Now that you know how to manage datasets and how to download data from them, we are going to cover the reverse operation, which is uploading data to a dataset.
By end of the section you should be able to understand:
- How to upload an image to a dataset
1. def push(self, files_to_upload: Optional[List[Union[str, Path, LocalFile]]], *, blocking: bool = True, multi_threaded: bool = True, fps: int = 0, as_frames: bool = False, files_to_exclude: Optional[List[Union[str, Path]]] = None, path: Optional[str] = None, preserve_folders: bool = False, progress_callback: Optional[ProgressCallback] = None, file_upload_callback: Optional[FileUploadCallback] = None):
def push(self, files_to_upload: Optional[List[Union[str, Path, LocalFile]]], *, blocking: bool = True, multi_threaded: bool = True, fps: int = 0, as_frames: bool = False, files_to_exclude: Optional[List[Union[str, Path]]] = None, path: Optional[str] = None, preserve_folders: bool = False, progress_callback: Optional[ProgressCallback] = None, file_upload_callback: Optional[FileUploadCallback] = None):
Uploads the given files to the given dataset.

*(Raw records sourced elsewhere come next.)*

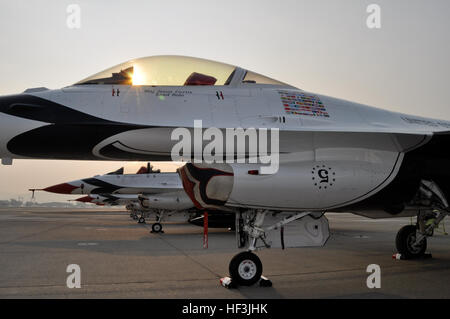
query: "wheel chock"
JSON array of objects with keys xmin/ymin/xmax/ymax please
[
  {"xmin": 259, "ymin": 276, "xmax": 272, "ymax": 287},
  {"xmin": 392, "ymin": 253, "xmax": 433, "ymax": 260},
  {"xmin": 220, "ymin": 276, "xmax": 272, "ymax": 289},
  {"xmin": 220, "ymin": 277, "xmax": 237, "ymax": 289}
]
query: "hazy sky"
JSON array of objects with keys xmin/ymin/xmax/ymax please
[{"xmin": 0, "ymin": 0, "xmax": 450, "ymax": 201}]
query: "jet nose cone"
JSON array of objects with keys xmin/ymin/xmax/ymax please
[
  {"xmin": 44, "ymin": 183, "xmax": 78, "ymax": 194},
  {"xmin": 75, "ymin": 196, "xmax": 92, "ymax": 203}
]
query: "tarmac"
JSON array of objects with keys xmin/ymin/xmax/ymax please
[{"xmin": 0, "ymin": 208, "xmax": 450, "ymax": 299}]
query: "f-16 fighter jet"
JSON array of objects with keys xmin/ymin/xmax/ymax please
[{"xmin": 0, "ymin": 56, "xmax": 450, "ymax": 285}]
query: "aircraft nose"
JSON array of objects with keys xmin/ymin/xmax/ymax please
[{"xmin": 44, "ymin": 183, "xmax": 78, "ymax": 194}]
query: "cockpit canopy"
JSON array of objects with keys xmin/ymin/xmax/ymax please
[{"xmin": 76, "ymin": 56, "xmax": 289, "ymax": 86}]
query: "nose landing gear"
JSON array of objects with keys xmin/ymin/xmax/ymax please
[{"xmin": 229, "ymin": 251, "xmax": 263, "ymax": 286}]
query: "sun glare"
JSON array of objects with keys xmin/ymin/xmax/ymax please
[{"xmin": 132, "ymin": 64, "xmax": 146, "ymax": 85}]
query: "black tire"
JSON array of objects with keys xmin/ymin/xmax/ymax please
[
  {"xmin": 395, "ymin": 225, "xmax": 427, "ymax": 259},
  {"xmin": 152, "ymin": 223, "xmax": 162, "ymax": 233},
  {"xmin": 229, "ymin": 251, "xmax": 262, "ymax": 286}
]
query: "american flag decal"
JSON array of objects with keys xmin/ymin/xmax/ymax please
[{"xmin": 278, "ymin": 91, "xmax": 330, "ymax": 117}]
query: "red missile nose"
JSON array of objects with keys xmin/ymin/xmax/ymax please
[
  {"xmin": 44, "ymin": 183, "xmax": 78, "ymax": 194},
  {"xmin": 75, "ymin": 196, "xmax": 93, "ymax": 203}
]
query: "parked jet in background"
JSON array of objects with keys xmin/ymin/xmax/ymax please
[{"xmin": 0, "ymin": 56, "xmax": 450, "ymax": 285}]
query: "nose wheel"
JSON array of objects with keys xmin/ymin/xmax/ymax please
[
  {"xmin": 395, "ymin": 225, "xmax": 427, "ymax": 259},
  {"xmin": 229, "ymin": 251, "xmax": 263, "ymax": 286},
  {"xmin": 152, "ymin": 223, "xmax": 163, "ymax": 233}
]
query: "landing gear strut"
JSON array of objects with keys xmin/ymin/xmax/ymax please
[
  {"xmin": 151, "ymin": 211, "xmax": 164, "ymax": 234},
  {"xmin": 228, "ymin": 210, "xmax": 329, "ymax": 286},
  {"xmin": 395, "ymin": 180, "xmax": 449, "ymax": 259}
]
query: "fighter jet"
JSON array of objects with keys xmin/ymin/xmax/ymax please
[
  {"xmin": 0, "ymin": 56, "xmax": 450, "ymax": 285},
  {"xmin": 35, "ymin": 169, "xmax": 183, "ymax": 195},
  {"xmin": 34, "ymin": 164, "xmax": 197, "ymax": 233}
]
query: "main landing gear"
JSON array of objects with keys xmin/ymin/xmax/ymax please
[{"xmin": 395, "ymin": 180, "xmax": 449, "ymax": 259}]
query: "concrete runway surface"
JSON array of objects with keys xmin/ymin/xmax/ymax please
[{"xmin": 0, "ymin": 208, "xmax": 450, "ymax": 298}]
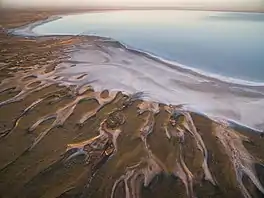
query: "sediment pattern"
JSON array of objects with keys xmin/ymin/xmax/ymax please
[{"xmin": 0, "ymin": 12, "xmax": 264, "ymax": 198}]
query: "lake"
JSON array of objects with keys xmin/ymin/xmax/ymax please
[{"xmin": 33, "ymin": 10, "xmax": 264, "ymax": 82}]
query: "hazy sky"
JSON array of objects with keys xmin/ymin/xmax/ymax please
[{"xmin": 0, "ymin": 0, "xmax": 264, "ymax": 7}]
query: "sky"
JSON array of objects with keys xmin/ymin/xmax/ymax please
[{"xmin": 0, "ymin": 0, "xmax": 264, "ymax": 8}]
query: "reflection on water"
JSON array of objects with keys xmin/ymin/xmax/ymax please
[{"xmin": 33, "ymin": 11, "xmax": 264, "ymax": 82}]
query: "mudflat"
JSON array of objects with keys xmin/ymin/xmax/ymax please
[{"xmin": 0, "ymin": 10, "xmax": 264, "ymax": 198}]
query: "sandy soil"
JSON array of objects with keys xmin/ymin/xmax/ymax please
[{"xmin": 0, "ymin": 10, "xmax": 264, "ymax": 198}]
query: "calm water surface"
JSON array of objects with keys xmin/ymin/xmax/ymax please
[{"xmin": 33, "ymin": 10, "xmax": 264, "ymax": 82}]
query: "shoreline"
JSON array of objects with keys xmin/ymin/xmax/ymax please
[
  {"xmin": 10, "ymin": 13, "xmax": 264, "ymax": 88},
  {"xmin": 7, "ymin": 13, "xmax": 264, "ymax": 132},
  {"xmin": 0, "ymin": 9, "xmax": 264, "ymax": 198}
]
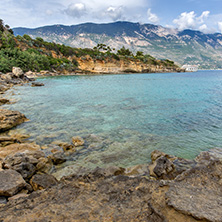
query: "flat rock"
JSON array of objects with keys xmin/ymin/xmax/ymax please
[
  {"xmin": 166, "ymin": 161, "xmax": 222, "ymax": 222},
  {"xmin": 0, "ymin": 98, "xmax": 9, "ymax": 106},
  {"xmin": 0, "ymin": 143, "xmax": 40, "ymax": 159},
  {"xmin": 30, "ymin": 174, "xmax": 58, "ymax": 190},
  {"xmin": 12, "ymin": 67, "xmax": 24, "ymax": 77},
  {"xmin": 0, "ymin": 170, "xmax": 26, "ymax": 197},
  {"xmin": 0, "ymin": 109, "xmax": 28, "ymax": 132},
  {"xmin": 31, "ymin": 82, "xmax": 44, "ymax": 87}
]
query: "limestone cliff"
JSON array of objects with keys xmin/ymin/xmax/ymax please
[{"xmin": 76, "ymin": 56, "xmax": 184, "ymax": 74}]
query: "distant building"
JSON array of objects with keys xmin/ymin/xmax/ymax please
[{"xmin": 181, "ymin": 65, "xmax": 198, "ymax": 72}]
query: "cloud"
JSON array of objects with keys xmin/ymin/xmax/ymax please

Takes as optional parameters:
- files_to_upload: List of files to upload. Those can be folders.
- blocking: If False, the dataset is not uploaded and a generator function is returned instead.
- multi_threaded: Uses multiprocessing to upload the dataset in parallel. If blocking is False this has no effect.
- files_to_exclude: Optional list of files to exclude from the file scan. Those can be folders.
- fps: When the uploading file is a video, specify its framerate.
- as_frames: When the uploading file is a video, specify whether it's going to be uploaded as a list of frames.
- path: Optional path to store the files in.
- preserve_folders: Specify whether or not to preserve folder paths when uploading
- progress_callback: Optional callback, called every time the progress of an uploading files is reported.
- file_upload_callback: Optional callback, called every time a file chunk is uploaded.
from darwin.client import Client
from pathlib import Path
# Authenticate
client = Client.local()
# Get the dataset
dataset = client.get_remote_dataset('my-team-slug/my-dataset-slug')
files = [
Path('/home/user/new_images/my-image.jpg')
]
# Push the files to the dataset
handler = dataset.push(files)
#Print handler information
print(handler.blocked_items, handler.pending_items, handler.errors)
The push function returns a handler
. This handler has three important parts:
- blocked_items: repeated items are marked as blocked and are not uploaded
- pending_items: items that have not yet been uploaded but are in the queue
- errors: any errors that may have occurred when uploading the files
When an upload fails it is retried every 2 seconds for 5 times. After this, if it still fails, the file wont be uploaded.